To Andrea, her husband’s refusal to abandon the childishness of what she called his sweeties was obviously a symptom of unresolved issues which he refused to confront. He had, from the start, declared himself not a candidate for therapy. He accepted and indulged her career as a way of making money out of other people’s neuroses, but if he possessed a subconscious, and he unwillingly accepted that he must, since she insisted (and he was prepared for the sake of a quiet life and respect for her and her career to agree), it was and would remain concreted over. The world in his opinion had too many wonders to investigate to waste time exploring imaginary ones. He had purchased one of the first Apple Mac computers and one of the first modems on the market. He could enter, like an intruder, university departments where he experienced the eerie sensation of walking through the halls late at night when all the faculty had gone home, and the place was silent but you could read the notices on the boards, the names of the professors, the courses they taught and their research interests. These were the first websites. He joined user groups and chatted about biotechnology. Andrea caught him on the internet, a half-eaten Mounds bar on the desk next to him, “talking” to a woman at MIT.

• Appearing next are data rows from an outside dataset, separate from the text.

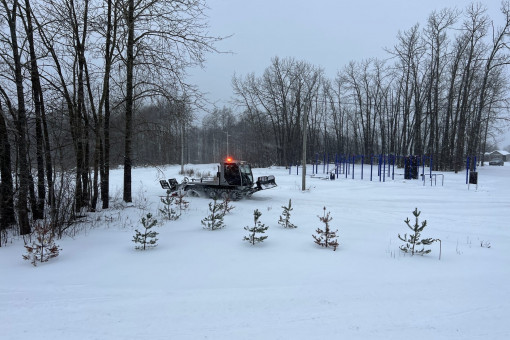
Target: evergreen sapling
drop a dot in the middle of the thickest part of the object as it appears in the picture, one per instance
(258, 228)
(148, 238)
(168, 211)
(214, 220)
(181, 202)
(413, 241)
(226, 205)
(285, 216)
(326, 238)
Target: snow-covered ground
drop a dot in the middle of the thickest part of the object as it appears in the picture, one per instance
(200, 284)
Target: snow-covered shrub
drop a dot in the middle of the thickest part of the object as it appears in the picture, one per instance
(147, 238)
(214, 220)
(285, 216)
(326, 238)
(258, 228)
(413, 241)
(43, 247)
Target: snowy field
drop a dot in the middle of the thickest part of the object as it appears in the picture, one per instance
(201, 284)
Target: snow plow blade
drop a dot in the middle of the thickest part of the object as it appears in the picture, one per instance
(266, 182)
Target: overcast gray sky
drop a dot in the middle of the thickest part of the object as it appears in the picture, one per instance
(325, 33)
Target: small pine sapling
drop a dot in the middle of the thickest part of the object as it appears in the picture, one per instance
(326, 238)
(226, 205)
(168, 211)
(147, 239)
(414, 241)
(214, 220)
(258, 228)
(285, 216)
(43, 247)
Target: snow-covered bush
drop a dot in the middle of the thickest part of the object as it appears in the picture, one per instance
(147, 238)
(285, 216)
(43, 247)
(214, 220)
(258, 228)
(326, 238)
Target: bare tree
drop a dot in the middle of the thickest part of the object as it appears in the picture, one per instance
(163, 38)
(11, 15)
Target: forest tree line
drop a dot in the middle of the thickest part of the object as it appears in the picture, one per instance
(89, 85)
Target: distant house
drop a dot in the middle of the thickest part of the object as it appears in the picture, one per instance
(505, 155)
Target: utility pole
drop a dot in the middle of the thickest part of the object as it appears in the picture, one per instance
(227, 143)
(303, 161)
(182, 148)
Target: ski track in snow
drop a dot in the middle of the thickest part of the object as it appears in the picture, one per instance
(199, 284)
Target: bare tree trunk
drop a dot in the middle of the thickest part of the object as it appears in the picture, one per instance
(7, 214)
(21, 123)
(129, 101)
(38, 212)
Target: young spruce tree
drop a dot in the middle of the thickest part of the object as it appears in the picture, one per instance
(148, 238)
(258, 228)
(413, 241)
(285, 216)
(326, 238)
(214, 220)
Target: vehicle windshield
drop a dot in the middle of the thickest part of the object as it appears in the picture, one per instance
(246, 174)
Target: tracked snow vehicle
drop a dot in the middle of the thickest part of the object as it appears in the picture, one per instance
(234, 180)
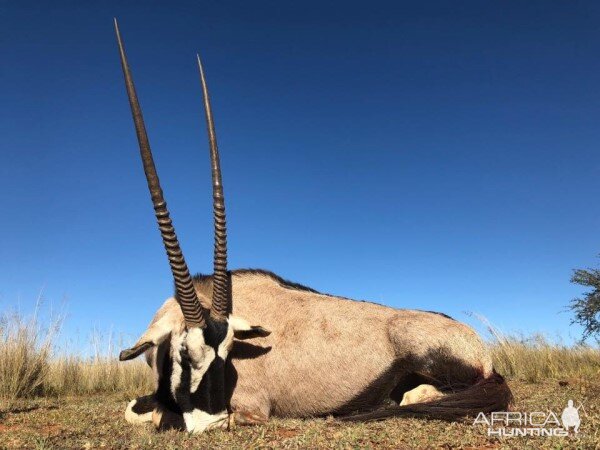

What did this compulsion to eat chocolate mean, she wondered, and why the candy bars of his childhood? Something infantile had not been fully outgrown; he had always been a breast man, and before that a momma’s boy. There was something not entirely adult about her husband, she thought, he retained a boyishness he should have long ago abandoned. It was her theory that in all marriages there is one person who is the grown-up and the other who is the child, and she knew which role she fulfilled in this particular partnership. He still had the eagerness, the curiosity, the straightforward humor of the boy she had first met in the garden and had decided that he was the One, the one to whom she would lose her virginity. This was what she still loved about him, that he was not depressed or sour or bitter or angry, like many men who sat before her in the patient’s chair. She was very tired of listening to male rage and male misogyny.